Heck noted that, while he had previously believed transcriptomics retained significant advantages over proteomics, he has reconsidered this view in light of the study.
"If you do proteomics, you always think that transcripts are cheaper, faster, better, but I must say that I am not convinced of that anymore," he said. "I saw that also with transcriptomics data you have the same problems with false discovery rates and probes that don't work. Also, time-wise and expense-wise I think that proteomics is coming closer and closer to transcriptomics."
Furthermore, he said he was "surprised, pleasantly, to find that proteomics could generate data that was of the same depth and quality as the transcript data, and that the overlap or disagreement between the [proteomic and transcriptomic] platforms is no [more] different than between the two different transcript platforms."
Overall, the researchers identified via proteomics 278 genes enriched in the intestinal stem cells, 213 of which could be corroborated by one or both of the other two platforms. They identified 281 enriched genes via the Agilent microarray system – 210 of which could be corroborated – and 356 enriched genes via the Affymetrix system, of which 302 could be corroborated.

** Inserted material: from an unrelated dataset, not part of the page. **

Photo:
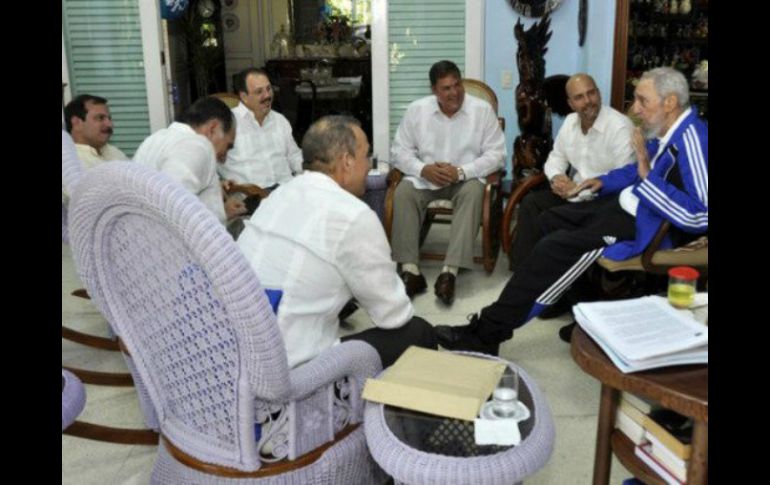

In addition to the 510-gene signature, the researchers also detected the presence in the Lgr5 CPC cells of four genes previously proposed as potential markers of quiescent/'+4' stem cells, suggesting that, in fact, these molecules are not markers of this cell population.
The small stem cell sample sizes available for study presented a technical challenge for the proteomics analysis, Heck said, noting that a multidimensional chromatography step that combined hydrophilic interaction chromatography and reverse phase chromatography enabled the researchers to increase their platform's dynamic range while dimethyl labeling enabled good quantitation even with small amounts of sample.
The researchers used 300,000 cells in the proteomic analysis, quantitating a total of 4,817 unique proteins. Heck said the platform could measure proteins in samples as small as 5,000 cells, but, he said, at that sample size they were able to reliably quantify only around 1,000 proteins.
Heck said that he has been approached by a number of scientists wanting to pursue similar studies, noting that the ability to actually measure protein expression levels as opposed to genes or transcripts was drawing researcher interest.
"If you can do proteomics, the data you are measuring is really at the protein level, and so I think people are really moving in that direction," he said.
In addition to the microarray product used in the EMBO study, Agilent, of course, also offers proteomics tools including mass spectrometers. Kathleen Shelton, senior director, Genomics at Agilent, told ProteoMonitor that the company is seeing increasing researcher interest in combining genomic and transcriptomic data with proteomics.
"We actually have an integrative biology initiative to address that [interest] because of the need that we've been seeing from different customers," she said.
Shelton cited as one particular offering the company's GeneSpring software tool, which allows researchers to integrate data from different -omics disciplines. Agilent also featured the software during its presentation at this year's American Society of Mass Spectrometry annual meeting, where company officials highlighted a recent collaboration between Agilent and University of Washington researcher Mike MacCoss that combined GeneSpring with MacCoss's Skyline SRM-MS software to allow researchers to automatically generate SRM assays for target proteins identified via other -omics studies (PM 5/25/2012).